Wednesday, January 29, 2014

ETL Work - Talend

Extract Transform and Load (ETL) is a general concept of how to move data from one system to another.  There are a lot of tools, and a lot of different methodologies to successfully accomplish this.  But I want to touch upon a product and ECO system that I've never heard of before, until 4 months ago.

Talend is a open source eclipse project that allows you to design ETL work in a visual capacity.  It stores its' configuration within XML files, and when you are ready to execute, for debugging or production, it then generates java code and compiles it.

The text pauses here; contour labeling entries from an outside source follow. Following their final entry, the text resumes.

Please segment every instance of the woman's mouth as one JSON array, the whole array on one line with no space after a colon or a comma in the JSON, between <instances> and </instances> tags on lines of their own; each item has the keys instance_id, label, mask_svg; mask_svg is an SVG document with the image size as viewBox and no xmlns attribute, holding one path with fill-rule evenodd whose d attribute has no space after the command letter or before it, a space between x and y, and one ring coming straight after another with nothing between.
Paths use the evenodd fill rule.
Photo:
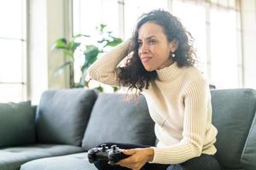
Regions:
<instances>
[{"instance_id":1,"label":"woman's mouth","mask_svg":"<svg viewBox=\"0 0 256 170\"><path fill-rule=\"evenodd\" d=\"M146 63L146 62L148 62L148 60L150 60L150 59L151 59L151 57L143 57L143 58L141 59L141 60L142 60L143 63Z\"/></svg>"}]
</instances>

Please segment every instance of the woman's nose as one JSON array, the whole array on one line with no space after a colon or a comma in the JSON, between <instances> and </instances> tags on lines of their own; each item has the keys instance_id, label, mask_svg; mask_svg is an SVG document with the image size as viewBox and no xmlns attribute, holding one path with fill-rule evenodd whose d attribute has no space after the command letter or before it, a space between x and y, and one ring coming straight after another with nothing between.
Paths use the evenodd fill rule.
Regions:
<instances>
[{"instance_id":1,"label":"woman's nose","mask_svg":"<svg viewBox=\"0 0 256 170\"><path fill-rule=\"evenodd\" d=\"M146 43L143 43L140 48L141 54L147 54L148 53L148 47Z\"/></svg>"}]
</instances>

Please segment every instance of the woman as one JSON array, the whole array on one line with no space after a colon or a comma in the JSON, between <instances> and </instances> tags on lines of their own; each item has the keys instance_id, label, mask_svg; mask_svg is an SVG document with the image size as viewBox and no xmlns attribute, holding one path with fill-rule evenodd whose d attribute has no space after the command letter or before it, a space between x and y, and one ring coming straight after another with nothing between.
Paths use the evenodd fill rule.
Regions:
<instances>
[{"instance_id":1,"label":"woman","mask_svg":"<svg viewBox=\"0 0 256 170\"><path fill-rule=\"evenodd\" d=\"M157 147L116 144L130 156L113 167L98 162L98 169L220 169L209 86L194 66L189 38L175 16L153 10L140 18L131 40L89 68L95 80L143 93L159 140Z\"/></svg>"}]
</instances>

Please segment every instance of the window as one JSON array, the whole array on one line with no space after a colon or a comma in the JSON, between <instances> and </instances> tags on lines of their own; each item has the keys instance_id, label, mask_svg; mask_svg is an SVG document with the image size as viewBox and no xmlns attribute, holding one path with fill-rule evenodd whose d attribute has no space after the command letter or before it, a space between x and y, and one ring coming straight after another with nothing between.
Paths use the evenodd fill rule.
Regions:
<instances>
[{"instance_id":1,"label":"window","mask_svg":"<svg viewBox=\"0 0 256 170\"><path fill-rule=\"evenodd\" d=\"M173 14L192 33L201 68L218 88L242 85L238 1L173 0Z\"/></svg>"},{"instance_id":2,"label":"window","mask_svg":"<svg viewBox=\"0 0 256 170\"><path fill-rule=\"evenodd\" d=\"M26 0L0 3L0 102L26 99Z\"/></svg>"},{"instance_id":3,"label":"window","mask_svg":"<svg viewBox=\"0 0 256 170\"><path fill-rule=\"evenodd\" d=\"M238 0L73 0L73 29L88 34L101 22L117 36L131 37L144 12L163 8L177 16L195 38L199 68L218 88L242 82L240 6ZM83 10L82 10L83 9ZM86 14L85 14L86 13ZM91 17L93 16L93 17Z\"/></svg>"}]
</instances>

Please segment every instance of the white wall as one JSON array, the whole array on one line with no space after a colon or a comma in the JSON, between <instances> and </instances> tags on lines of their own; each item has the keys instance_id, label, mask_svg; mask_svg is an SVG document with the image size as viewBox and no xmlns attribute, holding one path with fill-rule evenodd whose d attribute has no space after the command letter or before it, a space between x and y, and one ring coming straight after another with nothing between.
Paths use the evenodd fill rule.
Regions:
<instances>
[{"instance_id":1,"label":"white wall","mask_svg":"<svg viewBox=\"0 0 256 170\"><path fill-rule=\"evenodd\" d=\"M61 51L51 51L55 41L68 32L67 1L29 2L28 99L38 104L44 90L68 87L67 71L60 75L55 71L64 62L64 56Z\"/></svg>"},{"instance_id":2,"label":"white wall","mask_svg":"<svg viewBox=\"0 0 256 170\"><path fill-rule=\"evenodd\" d=\"M242 0L244 87L256 89L256 1Z\"/></svg>"}]
</instances>

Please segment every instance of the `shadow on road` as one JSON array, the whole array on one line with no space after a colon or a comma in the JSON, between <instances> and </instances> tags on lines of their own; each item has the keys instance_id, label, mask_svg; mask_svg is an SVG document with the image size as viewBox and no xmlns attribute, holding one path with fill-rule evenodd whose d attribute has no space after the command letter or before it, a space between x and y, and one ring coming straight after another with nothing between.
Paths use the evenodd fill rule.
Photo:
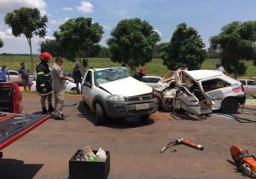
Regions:
<instances>
[{"instance_id":1,"label":"shadow on road","mask_svg":"<svg viewBox=\"0 0 256 179\"><path fill-rule=\"evenodd\" d=\"M92 124L94 124L95 113L92 113L90 107L84 105L83 101L79 102L78 110L80 113L79 116L80 116L81 118L85 118ZM116 129L135 128L154 124L154 120L150 118L150 117L148 118L148 121L147 123L142 122L139 117L131 117L125 118L106 118L106 119L107 121L104 124L102 124L102 126Z\"/></svg>"},{"instance_id":2,"label":"shadow on road","mask_svg":"<svg viewBox=\"0 0 256 179\"><path fill-rule=\"evenodd\" d=\"M22 160L0 159L0 178L34 178L44 164L24 164Z\"/></svg>"}]
</instances>

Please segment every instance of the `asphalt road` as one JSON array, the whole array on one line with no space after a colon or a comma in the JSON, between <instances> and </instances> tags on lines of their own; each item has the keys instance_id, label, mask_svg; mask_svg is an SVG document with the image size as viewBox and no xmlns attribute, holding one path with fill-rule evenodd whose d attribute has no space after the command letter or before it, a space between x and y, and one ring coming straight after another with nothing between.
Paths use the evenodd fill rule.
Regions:
<instances>
[{"instance_id":1,"label":"asphalt road","mask_svg":"<svg viewBox=\"0 0 256 179\"><path fill-rule=\"evenodd\" d=\"M2 151L0 178L67 179L69 159L88 145L110 152L109 179L245 178L234 166L230 147L236 144L256 155L256 106L247 106L253 109L243 109L236 119L218 113L200 119L157 112L148 124L127 118L95 126L94 114L81 96L67 95L65 103L73 102L78 106L64 109L65 120L50 118ZM28 113L40 112L39 104L37 95L23 95ZM205 149L181 144L160 153L179 137Z\"/></svg>"}]
</instances>

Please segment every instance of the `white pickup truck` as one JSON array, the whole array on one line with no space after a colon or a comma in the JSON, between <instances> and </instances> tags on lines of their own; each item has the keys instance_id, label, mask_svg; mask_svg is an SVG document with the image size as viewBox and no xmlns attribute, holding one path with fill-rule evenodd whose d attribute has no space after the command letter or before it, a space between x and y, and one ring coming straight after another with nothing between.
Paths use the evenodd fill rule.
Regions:
<instances>
[{"instance_id":1,"label":"white pickup truck","mask_svg":"<svg viewBox=\"0 0 256 179\"><path fill-rule=\"evenodd\" d=\"M96 124L108 118L140 116L148 121L158 109L152 88L130 77L125 67L89 69L82 82L83 101L96 112Z\"/></svg>"}]
</instances>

My group has bought into the entire Talend ECO system, which combines many different open source projects into an nicely integrated product.

But I'm a ColdFusion lover, and this blog is about ColdFusion, therefore, there is two integration points that Talend provides.

First, if you buy into the ECO System, then you'll get a Administration server that schedules you, and then you can use modules the consume web services and we all know how awesome ColdFusion is at building web services!

Second, Talend Studio - the eclipse development UI, is free.  Using this free product will provide you an ability to write ETL jobs in java, compile them and then execute them from ColdFusion.

Both scenarios allow you to be a novice JAVA developer and use the powerful more complicated parts of JAVA.  For example, it is a single click to on parallelism for the entire job, therefore, long running jobs would finish in a portion of the time.

Lastly, The use-case that we are using this tool is to transition from one system to another.  And because of the scope of the project it won't be one quick cut over.  Therefore, having the ability to run the ETL job over and over and over (you get it), while developing, testing, and then in production during the transition phase is very powerful.  Along with having the entire java core to be able to transform the data is a great resource to have under your belt.

Monday, November 18, 2013

Switch from SVN to GIT

I've been using github.com and bitbucket.com for a while now, but less than a year ago, the development group i'm with decided to switch to GIT.  And I was nervous due to the fact that most of the work I did was in solitaire on github and bitbucket.  I never really was on the opposite end where I was managing and supporting other developers with GIT.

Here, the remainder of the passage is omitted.